Example of case visualization#

# Create Digraph object
dot = Digraph()

# Create the first node which serves as the main parent
dot.node('1', label='HIST')

dot.node('2', label='ocn')
dot.edge('1', '2')

# Add a monthly child from the ocn component parent
dot.node('3', label='monthly')
dot.edge('2', '3')

# Add a daily child from the ocn component parent
dot.node('4', label='daily')
dot.edge('2', '4')

# Add an atm component node and connect to experiment parent
dot.node('5', label='atm')
dot.edge('1', '5')

# Add a monthly child from the atm component parent
dot.node('6', label='monthly')
dot.edge('5', '6')

# Add a weekly child from the atm component parent
dot.node('7', label='weekly')
dot.edge('5', '7')

# Visualize the graph
dot
../../_images/e696afcdb2fcbec7e9268399b9609587a5f0f51f6c5249afe3b3a0fcd46f0376.svg

Looping through the CESM-LE catalog#

Let’s apply this to our data catalog, assigning the dataframe with dataset attributes to df

df = col.df
# Create Digraph object - use the left to right orientation instead of vertical
dot = Digraph(graph_attr={'rankdir': 'LR'})

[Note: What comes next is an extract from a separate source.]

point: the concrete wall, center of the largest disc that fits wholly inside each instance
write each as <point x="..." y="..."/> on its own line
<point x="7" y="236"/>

# Start counting at one for node numbers
num_node = 1

# Loop through the different experiments
for experiment in df.experiment.unique():
    exp_i = num_node
    dot.node(str(exp_i), label=experiment)
    num_node += 1

    # Loop through the different components in each experiment
    for component in df.loc[df.experiment == experiment].component.unique():
        comp_i = num_node
        dot.node(str(comp_i), label=component)
        dot.edge(str(exp_i), str(comp_i))
        num_node += 1

        # Loop through the frequency in each component within each experiment
        for frequency in df.loc[
            (df.experiment == experiment) & (df.component == component)
        ].frequency.unique():
            freq_i = num_node
            dot.node(str(freq_i), label=frequency)
            dot.edge(str(comp_i), str(freq_i))
            num_node += 1
        comp_i += 1
    exp_i += 1
dot
../../_images/943c5e4d80e0ce8f02ecfac7b6ec89c7db19f3e5e45efe9d570e3860a84633d4.svg

Conclusion#

Graphviz can be a helpful tool when visualizing what data is within your data catalog - I hope this provides a good starting point in terms of using this with intake-esm catalogs!